BioAge Labs is expanding its lead drug candidate into diabetic macular oedema, with plans to start a phase 1b/2a trial in mid-2026.
The clinical-stage biotechnology company will test BGE-102, an oral therapy, in patients with the condition, which is one of the most common causes of vision impairment among people with diabetes.
Diabetic macular oedema occurs when persistently high blood sugar damages the small blood vessels in the retina, the light-sensitive tissue at the back of the eye, leading to fluid leakage and distorted vision.
While the condition is linked to diabetes, its progression is tied to chronic inflammation.
Current treatments focus on managing damage after it has begun. Patients often receive regular injections directly into the eye, sometimes monthly, to control swelling and preserve sight.
These therapies can be effective, but they are invasive, time-intensive and difficult to sustain over years.
Kristen Fortney is chief executive and co-founder of BioAge.
She said: “NLRP3 sits at the apex of this cascade, and BGE-102 offers the potential to deliver broader anti-inflammatory benefit in an oral formulation, which could meaningfully reduce treatment burden for patients with serious, sight-threatening conditions who currently require frequent intravitreal injections.”

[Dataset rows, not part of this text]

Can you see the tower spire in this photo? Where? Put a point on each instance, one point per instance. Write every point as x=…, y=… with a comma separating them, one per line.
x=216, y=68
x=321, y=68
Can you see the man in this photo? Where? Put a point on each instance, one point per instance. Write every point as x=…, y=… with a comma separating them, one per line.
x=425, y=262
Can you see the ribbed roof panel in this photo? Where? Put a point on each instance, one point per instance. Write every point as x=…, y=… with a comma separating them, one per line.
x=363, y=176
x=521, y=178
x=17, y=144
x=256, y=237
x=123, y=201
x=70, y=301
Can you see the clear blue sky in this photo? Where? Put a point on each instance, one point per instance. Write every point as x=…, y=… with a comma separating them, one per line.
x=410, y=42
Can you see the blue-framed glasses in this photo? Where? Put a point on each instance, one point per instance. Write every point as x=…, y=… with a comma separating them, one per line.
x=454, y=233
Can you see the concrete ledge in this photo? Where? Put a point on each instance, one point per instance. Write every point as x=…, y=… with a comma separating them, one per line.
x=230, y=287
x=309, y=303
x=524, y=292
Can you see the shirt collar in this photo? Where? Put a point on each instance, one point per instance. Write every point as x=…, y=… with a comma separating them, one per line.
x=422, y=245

BGE-102 is an oral NLRP3 inhibitor, designed to dampen inflammation at its source.
NLRP3 is a protein that drives inflammatory signalling and becomes increasingly active with age and metabolic stress.
When overactivated, it triggers signals that damage tissues throughout the body, including the retina.

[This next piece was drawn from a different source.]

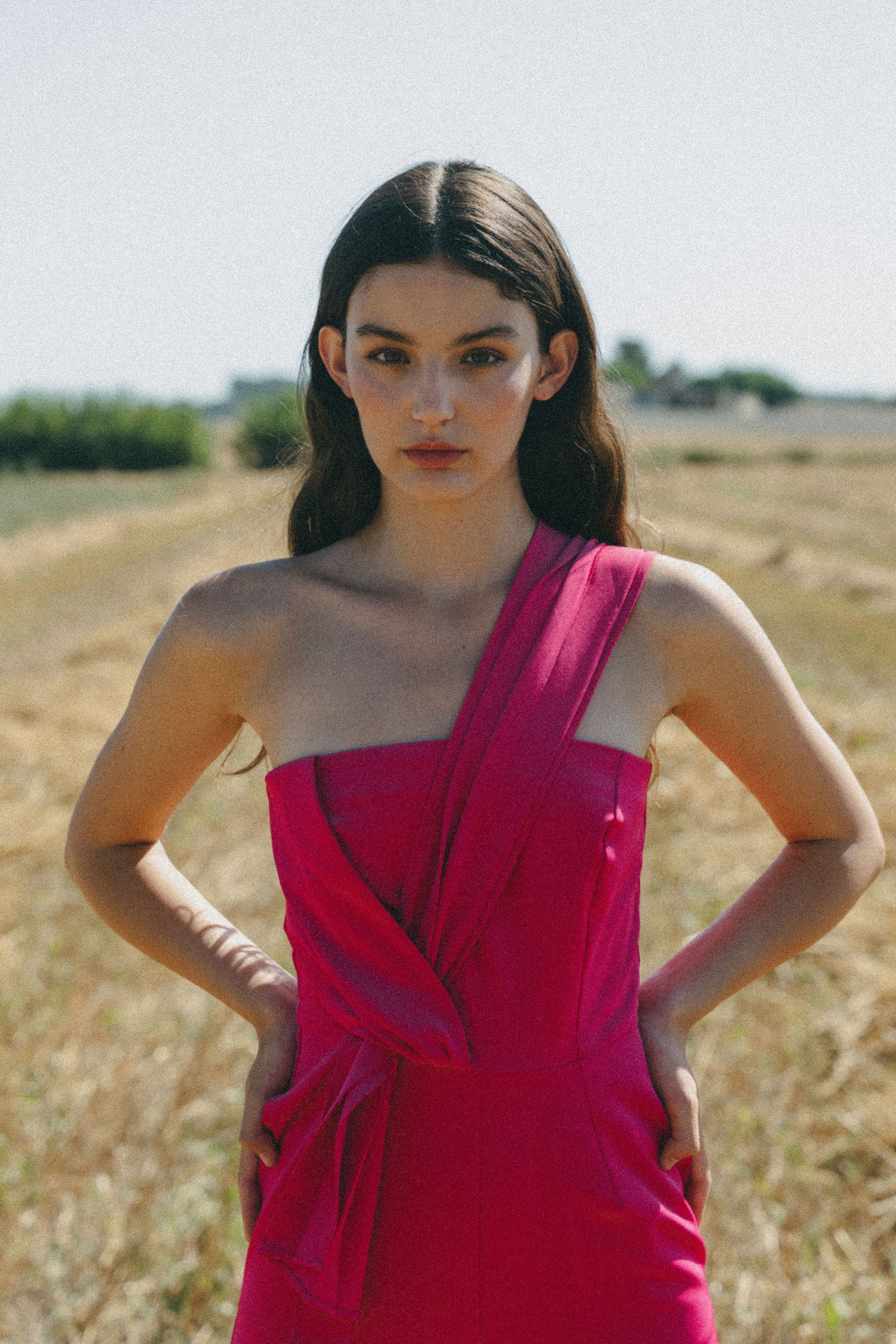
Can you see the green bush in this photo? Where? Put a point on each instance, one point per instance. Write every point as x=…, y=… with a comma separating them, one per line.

What BioAge says makes BGE-102 notable in ophthalmology is its potential to reach the retina via oral dosing, a barrier many drugs struggle to cross.
If successful, this could reduce the treatment burden for patients who currently rely on frequent eye injections.
In early laboratory studies designed to mimic diabetic eye disease, BGE-102 helped keep the retina’s tiny blood vessels intact.
In studies examining ageing in the retina more broadly, blocking NLRP3 reduced the build-up of lipofuscin, a toxic waste material that accumulates in eye cells over time and is linked to degenerative vision loss, by roughly 80 per cent.
In an ongoing phase 1 trial, the drug has been well tolerated and reduced inflammatory signals in the body, including markers linked to cardiovascular and metabolic ageing.
The phase 1b/2a trial will test BGE-102 on its own and alongside existing treatments, aiming to show whether the drug calms the inflammation that damages vision over time.
Researchers will track changes in IL-6, a key inflammatory signal, within the eye, alongside measures of vision and retinal swelling. Results are expected in mid-2027.
The eye study will run alongside BioAge’s ongoing cardiovascular trial.
The company describes BGE-102 as a potential “pipeline in a pill”, targeting NLRP3-driven inflammation across cardiovascular, central nervous system and ocular diseases.